Christianity has not always been seen as an impediment to the writer of realistic fiction. But Carter has told one interviewer that, as a Christian, he found it impossible to let his characters take the Lord’s name in vain; he would hesitate to write about sex, he added, even if he thought it was in his power. This remark suggests an idea of the novel that is peculiarly American and very much of our moment, closer to the evangelical fiction that climbs the bestseller lists today than to The Brothers Karamazov or Flannery O’Connor’s Wise Blood or Denis Johnson’s Angels. According to this idea, the Christian novelist must maintain his innocence above all else, and must reward Christian behaviour in a simple way that will be accessible to his presumably simple readers. So, as Talcott frees himself from his attachment to Kimmer and ties up the loose ends surrounding his father’s death, he is suffused with a Christian love that has no basis in his character and offers no genuine response to the world around him. Far from home, fearing that Kimmer and Bentley may be in danger, Talcott calls the understaffed Elm Harbor police; he is told that there are no patrol cars free to check on his house, and responds: ‘I groan at the thought of what havoc income inequalities can wreak on real lives.’ Now, in the mouth of a scared father, this is implausible: it is not novel-writing so much as speechmaking, which expects only the drowsy, provisional half-acceptance of its listener.

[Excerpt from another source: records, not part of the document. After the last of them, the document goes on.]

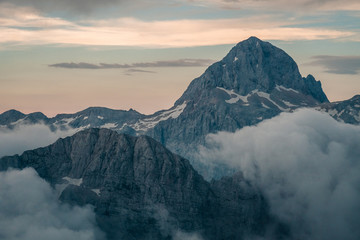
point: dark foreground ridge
(132, 181)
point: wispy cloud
(296, 5)
(70, 6)
(306, 164)
(159, 34)
(29, 209)
(338, 64)
(132, 67)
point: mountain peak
(254, 65)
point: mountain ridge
(127, 179)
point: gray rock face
(254, 65)
(132, 181)
(347, 111)
(88, 118)
(255, 81)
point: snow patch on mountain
(234, 96)
(282, 88)
(109, 125)
(73, 181)
(148, 123)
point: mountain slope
(253, 82)
(141, 190)
(347, 111)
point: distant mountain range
(253, 82)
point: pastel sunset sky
(62, 56)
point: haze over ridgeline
(269, 158)
(64, 56)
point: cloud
(338, 64)
(168, 63)
(70, 6)
(167, 225)
(29, 27)
(26, 137)
(29, 210)
(296, 5)
(308, 167)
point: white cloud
(295, 5)
(135, 32)
(26, 137)
(308, 167)
(29, 210)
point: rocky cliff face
(253, 82)
(133, 181)
(347, 111)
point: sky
(64, 56)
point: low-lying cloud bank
(308, 166)
(27, 137)
(29, 210)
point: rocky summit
(140, 190)
(253, 82)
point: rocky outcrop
(347, 111)
(141, 190)
(253, 82)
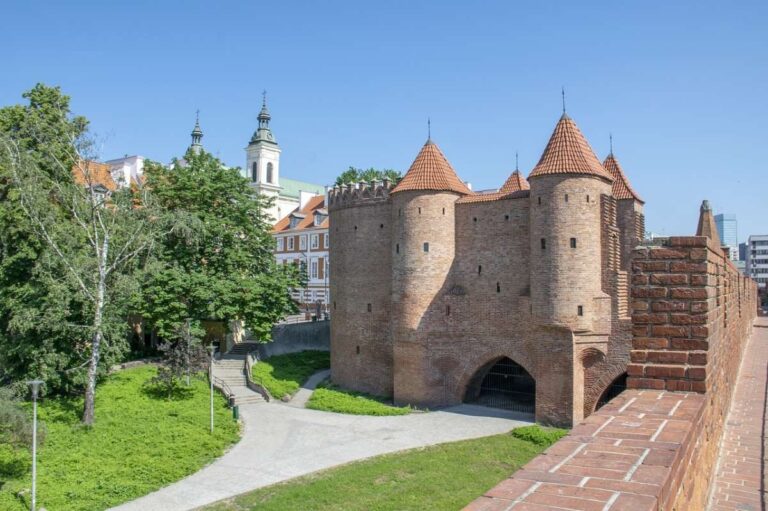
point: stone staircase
(230, 369)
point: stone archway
(616, 387)
(503, 383)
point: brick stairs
(230, 369)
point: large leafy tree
(221, 265)
(78, 246)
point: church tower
(197, 136)
(262, 165)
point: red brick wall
(692, 313)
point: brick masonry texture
(484, 290)
(654, 447)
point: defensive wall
(654, 446)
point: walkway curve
(281, 442)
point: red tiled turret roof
(515, 183)
(621, 187)
(568, 152)
(431, 171)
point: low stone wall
(295, 337)
(654, 446)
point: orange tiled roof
(621, 187)
(93, 173)
(568, 152)
(431, 171)
(308, 211)
(515, 183)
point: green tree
(220, 265)
(355, 175)
(86, 241)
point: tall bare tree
(95, 232)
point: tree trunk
(89, 405)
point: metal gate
(618, 386)
(507, 385)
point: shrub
(538, 435)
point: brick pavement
(740, 480)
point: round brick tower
(566, 230)
(423, 249)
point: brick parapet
(688, 302)
(631, 454)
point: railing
(251, 359)
(223, 388)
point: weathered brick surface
(484, 290)
(664, 435)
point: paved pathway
(740, 480)
(282, 442)
(305, 392)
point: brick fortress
(517, 298)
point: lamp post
(35, 385)
(211, 379)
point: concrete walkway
(301, 397)
(740, 481)
(282, 442)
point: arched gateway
(503, 383)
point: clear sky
(683, 86)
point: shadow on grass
(163, 392)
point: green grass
(282, 375)
(332, 399)
(442, 477)
(138, 444)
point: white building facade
(262, 167)
(301, 238)
(757, 259)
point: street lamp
(35, 385)
(211, 379)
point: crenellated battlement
(357, 194)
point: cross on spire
(562, 91)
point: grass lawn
(282, 375)
(331, 399)
(138, 444)
(442, 477)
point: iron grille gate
(507, 385)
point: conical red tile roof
(431, 171)
(621, 187)
(568, 152)
(515, 183)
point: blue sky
(681, 85)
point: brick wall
(654, 446)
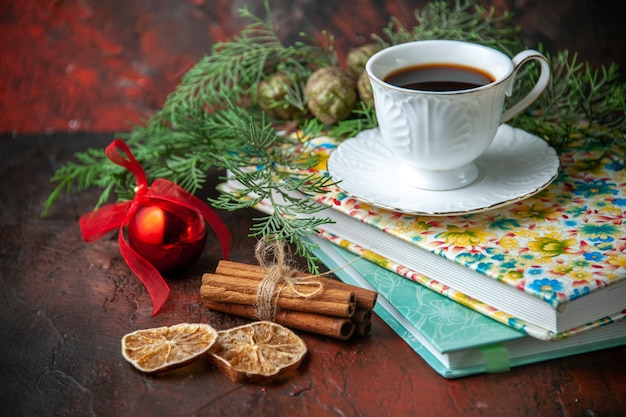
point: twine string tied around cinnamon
(280, 274)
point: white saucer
(515, 166)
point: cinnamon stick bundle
(365, 299)
(339, 310)
(238, 290)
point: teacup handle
(541, 84)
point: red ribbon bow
(97, 223)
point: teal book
(551, 264)
(454, 340)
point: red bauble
(167, 235)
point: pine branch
(207, 123)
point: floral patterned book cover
(552, 265)
(454, 340)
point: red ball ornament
(167, 235)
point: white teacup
(437, 135)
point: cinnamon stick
(238, 290)
(336, 327)
(365, 299)
(361, 315)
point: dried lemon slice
(258, 351)
(163, 348)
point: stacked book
(541, 277)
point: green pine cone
(331, 94)
(271, 94)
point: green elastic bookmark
(496, 358)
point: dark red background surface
(82, 66)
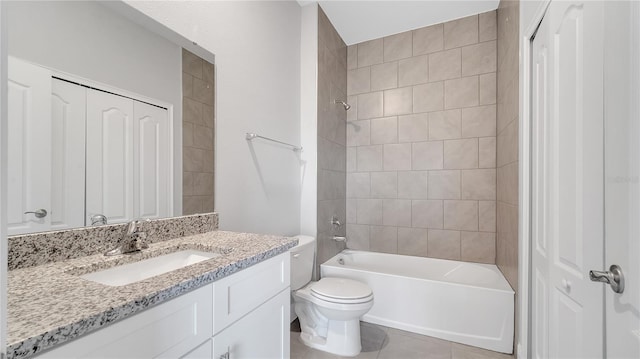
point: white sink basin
(134, 272)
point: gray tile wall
(198, 134)
(332, 84)
(421, 141)
(508, 114)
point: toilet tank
(302, 257)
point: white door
(151, 166)
(68, 106)
(29, 148)
(110, 157)
(567, 182)
(622, 173)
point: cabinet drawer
(244, 291)
(168, 330)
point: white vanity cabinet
(244, 315)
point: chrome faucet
(133, 240)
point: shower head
(346, 105)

And that tone is the rule in the last hundred pages of the book. Talcott volunteers at a soup kitchen, for example: ‘I grow fond of the women I serve. I know that few of them will see another decade, but I begin to admire their feistiness in the face of life’s many disasters, their cleverness in foraging around the edges of the welfare state for the benefit of their children, and, in many, their surprisingly strong faith.’ Is he talking about women or dogs? There is no genuine admiration here; only Talcott, admiring the sound of his own voice, and his Christian love for his fellow man.
One of Carter’s many difficulties is that there is no distance between him and Talcott. I don’t mean that the pair share biographical similarities. I mean that Carter can’t let Talcott sin, really sin, any more than he can let him swear. Or to put it differently, Carter can’t let us see Talcott in a light that he wouldn’t want to be seen in. That’s why, every time Talcott gets down on his knees and prays, it seems distasteful, like watching somebody smile into a mirror.
The best writing in the book, the only writing in it that rings true, comes at moments when Talcott feels enraged by the smugness and condescension of the white people around him (a student, a colleague, a policeman) and sees red. Here character, diction and motive come together, and all the preciousness and self-flattery drop away. Every reviewer has praised these moments, although they take up no more than a few pages altogether and have very little to do with the story at hand. They are not edifying, they can’t be tidily resolved, they are un-Christian and unafraid – and they locate a secret hostility in America between upper-class blacks and whites (or, to use Carter’s portentous, unsupported circumlocution, the ‘darker’ and ‘paler nations’). The rest of the time, there is no nation of any colour here because there are no real people here. The novel exists to exalt its storyteller and, by the end, even he turns out to be a pawn.